Биржевые артели представляли своего рода особенность русской торгово-промышленной жизни. Это были группировки лиц, связанных между собой круговой порукой, с ответственностью за возможные убытки при отправлении их профессиональной деятельности. Все кассиры, исполнители денежных поручений, хранители товарных складов и т. п. — были, обычно, артельщики и за их действия артель отвечала материально. В амбарах кассу и товары артель брала «на страх» и отвечала за целость. Она могла отвечать за убытки, потому что обладала артельным капиталом, часто весьма значительным, составлявшимся из вклада артельщиков, вносивших артельные паи.
Все артельное делопроизводство находилось под надзором комитета, и артельные договоры, как и другие документы, скреплялись подписью комитета. Это требовало огромного количества подписей и постоянного присутствия, особенно в конце года, когда происходило возобновление договоров.

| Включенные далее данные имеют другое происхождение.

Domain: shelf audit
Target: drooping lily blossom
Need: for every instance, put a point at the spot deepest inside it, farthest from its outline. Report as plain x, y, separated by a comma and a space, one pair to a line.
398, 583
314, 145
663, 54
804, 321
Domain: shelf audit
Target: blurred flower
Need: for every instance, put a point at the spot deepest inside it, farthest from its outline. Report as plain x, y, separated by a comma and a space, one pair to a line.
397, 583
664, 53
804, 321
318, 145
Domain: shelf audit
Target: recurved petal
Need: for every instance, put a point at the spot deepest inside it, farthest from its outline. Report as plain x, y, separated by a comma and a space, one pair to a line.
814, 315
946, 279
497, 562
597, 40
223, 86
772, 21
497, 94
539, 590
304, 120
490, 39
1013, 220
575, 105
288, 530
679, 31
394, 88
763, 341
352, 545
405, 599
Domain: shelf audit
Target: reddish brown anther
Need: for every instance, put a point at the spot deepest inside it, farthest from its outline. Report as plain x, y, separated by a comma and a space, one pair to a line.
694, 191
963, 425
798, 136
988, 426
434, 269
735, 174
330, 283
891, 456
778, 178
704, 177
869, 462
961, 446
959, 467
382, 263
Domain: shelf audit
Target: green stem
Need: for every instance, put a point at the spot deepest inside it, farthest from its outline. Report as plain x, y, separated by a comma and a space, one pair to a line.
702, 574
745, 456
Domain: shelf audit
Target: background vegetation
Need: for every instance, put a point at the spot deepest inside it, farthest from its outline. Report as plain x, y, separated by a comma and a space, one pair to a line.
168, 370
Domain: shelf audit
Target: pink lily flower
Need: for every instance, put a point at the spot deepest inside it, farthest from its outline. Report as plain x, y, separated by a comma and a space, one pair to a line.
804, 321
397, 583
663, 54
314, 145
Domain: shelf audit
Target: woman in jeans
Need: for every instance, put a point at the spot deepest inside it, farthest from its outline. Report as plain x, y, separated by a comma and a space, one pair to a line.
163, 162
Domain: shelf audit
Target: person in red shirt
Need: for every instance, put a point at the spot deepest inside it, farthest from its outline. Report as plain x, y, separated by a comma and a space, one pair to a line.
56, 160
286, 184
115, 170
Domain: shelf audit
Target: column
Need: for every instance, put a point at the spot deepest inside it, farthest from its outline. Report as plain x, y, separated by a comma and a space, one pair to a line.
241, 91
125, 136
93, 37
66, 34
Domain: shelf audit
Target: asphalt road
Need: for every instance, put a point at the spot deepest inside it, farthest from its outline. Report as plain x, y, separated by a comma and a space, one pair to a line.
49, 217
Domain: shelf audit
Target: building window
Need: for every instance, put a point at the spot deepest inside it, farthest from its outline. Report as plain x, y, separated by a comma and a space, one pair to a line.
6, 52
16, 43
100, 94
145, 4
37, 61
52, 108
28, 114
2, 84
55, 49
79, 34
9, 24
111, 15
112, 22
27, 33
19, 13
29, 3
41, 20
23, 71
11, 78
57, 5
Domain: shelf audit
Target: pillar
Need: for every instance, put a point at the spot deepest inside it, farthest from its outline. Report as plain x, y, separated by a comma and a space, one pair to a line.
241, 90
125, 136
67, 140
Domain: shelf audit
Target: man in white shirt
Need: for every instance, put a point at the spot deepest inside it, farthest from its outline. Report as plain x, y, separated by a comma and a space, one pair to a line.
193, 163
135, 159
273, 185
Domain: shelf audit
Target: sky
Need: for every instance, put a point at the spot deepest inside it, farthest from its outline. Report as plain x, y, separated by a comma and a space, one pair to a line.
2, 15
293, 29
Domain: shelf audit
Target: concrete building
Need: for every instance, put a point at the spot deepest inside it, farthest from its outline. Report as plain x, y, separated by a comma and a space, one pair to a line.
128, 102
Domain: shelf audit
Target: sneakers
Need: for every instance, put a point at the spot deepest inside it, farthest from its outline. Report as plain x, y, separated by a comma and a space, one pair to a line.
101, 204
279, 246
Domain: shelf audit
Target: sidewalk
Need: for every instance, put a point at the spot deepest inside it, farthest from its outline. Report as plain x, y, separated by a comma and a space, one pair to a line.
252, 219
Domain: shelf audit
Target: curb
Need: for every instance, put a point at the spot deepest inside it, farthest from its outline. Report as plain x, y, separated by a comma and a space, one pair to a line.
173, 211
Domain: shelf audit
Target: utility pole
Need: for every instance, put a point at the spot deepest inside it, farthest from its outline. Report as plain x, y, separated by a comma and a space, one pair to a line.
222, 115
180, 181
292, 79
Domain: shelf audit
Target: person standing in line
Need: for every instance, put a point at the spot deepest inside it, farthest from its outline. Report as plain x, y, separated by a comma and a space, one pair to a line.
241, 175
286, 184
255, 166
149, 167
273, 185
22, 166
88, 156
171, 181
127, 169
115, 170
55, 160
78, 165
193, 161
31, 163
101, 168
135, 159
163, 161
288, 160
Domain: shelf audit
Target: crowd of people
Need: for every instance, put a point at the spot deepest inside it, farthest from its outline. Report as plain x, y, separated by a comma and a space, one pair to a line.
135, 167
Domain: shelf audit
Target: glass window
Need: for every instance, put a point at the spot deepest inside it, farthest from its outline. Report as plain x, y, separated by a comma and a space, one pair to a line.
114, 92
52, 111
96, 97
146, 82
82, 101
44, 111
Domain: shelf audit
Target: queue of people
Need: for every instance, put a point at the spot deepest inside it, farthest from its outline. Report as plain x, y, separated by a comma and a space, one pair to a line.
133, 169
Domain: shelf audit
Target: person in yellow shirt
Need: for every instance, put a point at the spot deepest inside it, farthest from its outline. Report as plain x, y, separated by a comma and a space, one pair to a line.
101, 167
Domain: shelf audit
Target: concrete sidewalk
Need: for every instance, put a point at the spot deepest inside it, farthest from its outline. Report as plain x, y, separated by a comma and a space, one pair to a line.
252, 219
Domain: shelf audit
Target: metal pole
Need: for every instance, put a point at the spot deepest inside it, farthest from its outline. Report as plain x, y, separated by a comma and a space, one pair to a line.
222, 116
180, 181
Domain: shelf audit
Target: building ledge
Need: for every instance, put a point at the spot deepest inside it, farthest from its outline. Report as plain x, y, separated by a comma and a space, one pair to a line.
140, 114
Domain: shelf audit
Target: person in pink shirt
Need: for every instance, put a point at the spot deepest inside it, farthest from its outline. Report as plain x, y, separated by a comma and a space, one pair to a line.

Дела о несостоятельности сводились, по преимуществу, к вопросу о допущении «администрацией» для той или иной крупной фирмы. По старым русским законам, фирма, испытавшая затруднения в платежах, собирала своих кредиторов, как говорили, «на чашку чая»; они и решали, нужно ли, сделав со своих претензий скидку, назначить «администрацию», т. е. выбрать из своей среды группу лиц, коим и поручить управление предприятием, либо сразу обратить в конкурс, т. е. назначить ликвидационную комиссию.